Young people in rural areas need a youth service too:
Reflections on the Re-act Project in Castle Cary, Somerset
by
Dave Wiles, Chief Executive of Frontier Youth Trust

Those
were the days; we would wander in the country lanes, using our
sticks to hit the heads from the Giant Hogweed in the hedgerows,
watching the seeds cascade down, legs and arms tanned in the gentle
sunshine of our rural ideal! We would lie for hours, either imagining
all manner of things in the shapes of the cotton wool clouds as
they drifted overhead, or giggling together at some pre-pubescent
adolescent joke - I'll leave the subject matter to your imagination!
It
seemed safe, the light appeared brighter, the grass seemed greener
and life was a lot less complicated! No computers - other than
the one housed in a small outhouse building at my school, which
could just about achieve the equivalent of what I can now do on
my wrist watch! No mobile phones, boy bands, cheap air flights
or reality TV! OK, my perspective is somewhat 'Disney-esque' but
growing up on the edge of Bath (where I still live), on a council
estate
with
few youth facilities, has left me with a degree of nostalgia when
I think about my forays into the surrounding countryside.
However,
if there is anything I have learnt about youth work, it is that
I am now an immigrant in the youth culture and experience of today.
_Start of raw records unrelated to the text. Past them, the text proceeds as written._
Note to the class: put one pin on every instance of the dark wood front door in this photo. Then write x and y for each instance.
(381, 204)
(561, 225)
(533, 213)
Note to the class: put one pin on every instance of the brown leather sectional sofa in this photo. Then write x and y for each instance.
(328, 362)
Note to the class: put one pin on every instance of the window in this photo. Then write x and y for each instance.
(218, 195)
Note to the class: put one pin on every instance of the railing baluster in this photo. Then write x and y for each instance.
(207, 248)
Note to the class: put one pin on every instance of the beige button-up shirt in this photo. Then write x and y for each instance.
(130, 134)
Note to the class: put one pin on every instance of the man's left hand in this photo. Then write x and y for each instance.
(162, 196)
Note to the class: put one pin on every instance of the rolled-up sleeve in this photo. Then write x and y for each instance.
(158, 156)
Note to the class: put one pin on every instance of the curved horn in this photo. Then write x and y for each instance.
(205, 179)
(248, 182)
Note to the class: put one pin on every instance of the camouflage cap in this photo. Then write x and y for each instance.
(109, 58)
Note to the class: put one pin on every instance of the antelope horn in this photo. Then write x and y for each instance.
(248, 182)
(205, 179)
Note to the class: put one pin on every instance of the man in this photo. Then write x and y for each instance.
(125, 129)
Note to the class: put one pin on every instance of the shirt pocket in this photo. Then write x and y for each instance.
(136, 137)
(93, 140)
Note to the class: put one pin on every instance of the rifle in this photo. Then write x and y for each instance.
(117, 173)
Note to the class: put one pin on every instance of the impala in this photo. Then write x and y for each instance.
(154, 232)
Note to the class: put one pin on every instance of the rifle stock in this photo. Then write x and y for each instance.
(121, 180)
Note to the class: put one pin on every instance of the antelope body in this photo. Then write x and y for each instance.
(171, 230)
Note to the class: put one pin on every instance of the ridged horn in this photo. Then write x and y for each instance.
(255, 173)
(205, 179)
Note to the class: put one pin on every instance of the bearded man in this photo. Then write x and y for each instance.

Things have changed and continue to change at an alarming rate.
What about young people growing up in the country now? What is
their inner landscape like and what are their dreams and aspirations?
How will they look back on the 'good old days'? It seems to me
that there are some significant differences to the experience
of young people growing up in rural areas today that I never faced
in my 'hay day'!
First,
it seems (or perhaps is?) less safe. If it is not the risk posed
by the proliferation of traffic, then children and young people,
as well as their parents, are so much more aware of the issues
and concerns raised by paedophile activity and other forms of
abuse. There must have been a correlative restriction on the movements
of children and young people's movements and activity. What impact
has this had upon children and young people? What impact has it
had upon those children and young people who are situated in locations
where there may be less choice about safe, supervised local activities
- whether commercial or otherwise?
Alongside
this, you have a growing bombardment upon young people about what
is, and is not, 'cool' and what they should be able to enjoy and
experience projected at them by an ever-increasing and seemingly
all-powerful system of mass media. The problem is that many of
the media enticements depend on an effective transport system
- as well as a more than healthy bank balance!
What
is the effect on children and young people in rural areas? Are
they perhaps even more disadvantaged than their urban and suburban
counterparts? Are they likely to be more frustrated by the lure
of the ideal teenage experience?
Finally,
in an age when public services have to be prioritised (if you
believe all you hear) on criteria that take account of numbers
and indices of social deprivation, which are often by definition
weighted towards urban and suburban populations, where does that
leave rural children and young people? Are children and young
people in rural areas getting a raw deal perhaps in terms of social
and community services? Where is their collective bargaining power
or statistical muscle when it comes to arguing for better youth
services?
These
are some of the reasons why Frontier Youth Trust, an organisation
which is passionately committed to young people at risk, has been
pleased to work with the Diocese of Bath and Wells in developing
the Re-act Project. We believe that young people should not be
discriminated against because of where they live, that they have
wishes and aspirations that should be heard and responded to,
and that they have every right to access decent youth facilities.
We hope that the Re-act Project will make a difference for young
people growing up in the Castle Cary area and that it might even
be able to spread to surrounding areas.